Not taking into consideration the concerto for harpsichord and violin or the small-scale concertini and divertimenti, we know of only three authentic concerti by Haydn intended to be performed on the harpsichord or fortepiano (thus not on the organ). These are the concerti in F major (Hob. XVIII:3, ca. 1765), in G major (Hob. XVIII:4, ca. 1770) and the famous concerto in D major (Hob. XVIII:11, before 1784).
Unlike Mozart (who wrote 27 keyboard concerti), therefore, it would perhaps be difficult to argue that Haydn made a major contribution to (the development of) this genre. He probably made more impact with his piano trios, piano sonatas, string quartets and symphonies. In fact, most music lovers know only of his D major concerto.
One possible explanation for Haydn’s relative lack of devotion to this popular genre might, of course, be his own fairly moderate, even if competent, keyboard skills. Mozart was much more of a keyboard virtuoso, frequently and spectacularly perfoming his own works in public.
The beautifully-written concerto nr. 4 in G major is a very interesting and pianistically appealing work.
The ritornello form of the dramatic opening Allegro of Hob.
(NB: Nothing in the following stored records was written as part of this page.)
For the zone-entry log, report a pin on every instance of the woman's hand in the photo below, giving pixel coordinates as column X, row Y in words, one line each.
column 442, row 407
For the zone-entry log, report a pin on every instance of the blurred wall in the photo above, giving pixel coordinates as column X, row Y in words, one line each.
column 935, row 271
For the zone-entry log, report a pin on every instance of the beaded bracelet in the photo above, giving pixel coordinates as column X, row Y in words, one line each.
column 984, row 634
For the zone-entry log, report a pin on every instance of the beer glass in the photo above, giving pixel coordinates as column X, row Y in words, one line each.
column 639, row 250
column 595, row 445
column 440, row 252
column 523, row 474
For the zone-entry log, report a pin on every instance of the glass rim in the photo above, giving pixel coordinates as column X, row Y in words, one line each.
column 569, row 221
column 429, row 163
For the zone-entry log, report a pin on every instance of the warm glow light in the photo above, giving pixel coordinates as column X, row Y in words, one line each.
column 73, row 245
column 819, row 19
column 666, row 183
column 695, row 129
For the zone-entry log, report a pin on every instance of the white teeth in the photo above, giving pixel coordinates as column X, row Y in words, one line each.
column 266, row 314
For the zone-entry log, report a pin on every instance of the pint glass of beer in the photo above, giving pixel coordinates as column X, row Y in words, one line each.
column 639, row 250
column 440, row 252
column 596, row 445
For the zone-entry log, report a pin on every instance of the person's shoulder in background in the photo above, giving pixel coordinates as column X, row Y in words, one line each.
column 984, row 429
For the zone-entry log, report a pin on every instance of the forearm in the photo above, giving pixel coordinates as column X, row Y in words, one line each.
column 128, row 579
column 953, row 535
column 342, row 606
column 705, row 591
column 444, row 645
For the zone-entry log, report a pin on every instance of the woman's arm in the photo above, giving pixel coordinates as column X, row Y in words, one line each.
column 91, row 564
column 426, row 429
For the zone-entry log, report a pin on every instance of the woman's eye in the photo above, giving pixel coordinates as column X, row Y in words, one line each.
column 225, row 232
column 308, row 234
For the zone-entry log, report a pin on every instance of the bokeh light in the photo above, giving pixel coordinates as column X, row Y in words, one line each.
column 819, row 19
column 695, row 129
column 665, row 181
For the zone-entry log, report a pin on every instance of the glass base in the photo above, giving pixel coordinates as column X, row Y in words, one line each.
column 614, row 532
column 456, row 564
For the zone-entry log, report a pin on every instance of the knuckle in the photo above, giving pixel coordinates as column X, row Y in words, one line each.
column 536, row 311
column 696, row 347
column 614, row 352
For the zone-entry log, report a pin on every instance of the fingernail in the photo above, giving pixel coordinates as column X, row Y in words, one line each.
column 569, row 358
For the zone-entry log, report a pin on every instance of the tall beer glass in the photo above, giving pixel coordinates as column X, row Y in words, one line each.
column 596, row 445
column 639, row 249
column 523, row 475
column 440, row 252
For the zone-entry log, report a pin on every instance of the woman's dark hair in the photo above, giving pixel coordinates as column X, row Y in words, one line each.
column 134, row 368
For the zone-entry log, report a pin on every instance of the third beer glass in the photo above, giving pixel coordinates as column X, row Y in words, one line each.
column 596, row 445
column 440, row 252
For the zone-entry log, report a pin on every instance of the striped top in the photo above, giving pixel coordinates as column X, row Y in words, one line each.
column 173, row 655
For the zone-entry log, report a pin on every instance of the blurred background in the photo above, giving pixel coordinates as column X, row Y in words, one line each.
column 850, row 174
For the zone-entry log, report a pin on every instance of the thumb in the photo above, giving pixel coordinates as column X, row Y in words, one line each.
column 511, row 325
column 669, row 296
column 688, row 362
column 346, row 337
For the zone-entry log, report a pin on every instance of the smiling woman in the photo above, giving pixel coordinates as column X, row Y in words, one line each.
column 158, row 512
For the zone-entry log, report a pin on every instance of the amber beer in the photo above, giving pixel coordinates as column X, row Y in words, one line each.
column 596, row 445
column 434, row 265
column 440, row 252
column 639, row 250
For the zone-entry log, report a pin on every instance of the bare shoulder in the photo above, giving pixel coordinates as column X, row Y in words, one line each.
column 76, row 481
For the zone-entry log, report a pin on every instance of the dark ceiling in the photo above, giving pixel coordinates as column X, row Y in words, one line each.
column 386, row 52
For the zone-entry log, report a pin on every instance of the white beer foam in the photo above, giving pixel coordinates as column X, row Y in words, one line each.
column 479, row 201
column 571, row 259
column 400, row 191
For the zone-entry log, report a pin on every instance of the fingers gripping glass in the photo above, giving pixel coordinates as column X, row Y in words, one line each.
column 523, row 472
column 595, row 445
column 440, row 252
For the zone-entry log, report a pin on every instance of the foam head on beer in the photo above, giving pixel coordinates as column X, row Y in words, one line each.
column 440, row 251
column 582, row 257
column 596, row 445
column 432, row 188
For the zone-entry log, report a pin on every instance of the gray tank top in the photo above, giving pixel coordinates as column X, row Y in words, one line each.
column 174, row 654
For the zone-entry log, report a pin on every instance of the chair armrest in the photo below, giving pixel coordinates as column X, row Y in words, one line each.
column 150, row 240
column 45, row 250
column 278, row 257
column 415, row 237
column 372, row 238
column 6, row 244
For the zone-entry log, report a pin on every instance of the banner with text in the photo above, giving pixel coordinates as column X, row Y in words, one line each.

XVIII:4 and its traditional keyboard style remind us of the Baroque concerto. The virtuosity, the expressive chromatic harmony and the modulatory passages, however, reveal more progressive development.
The Adagio (in C major), with muted strings, is surprisingly simple, but at the same time expressive and sombre. The 3rd and final movement is a witty and resourceful rondo in 2/4 time. In this movement Haydn wrote out the cadenza himself.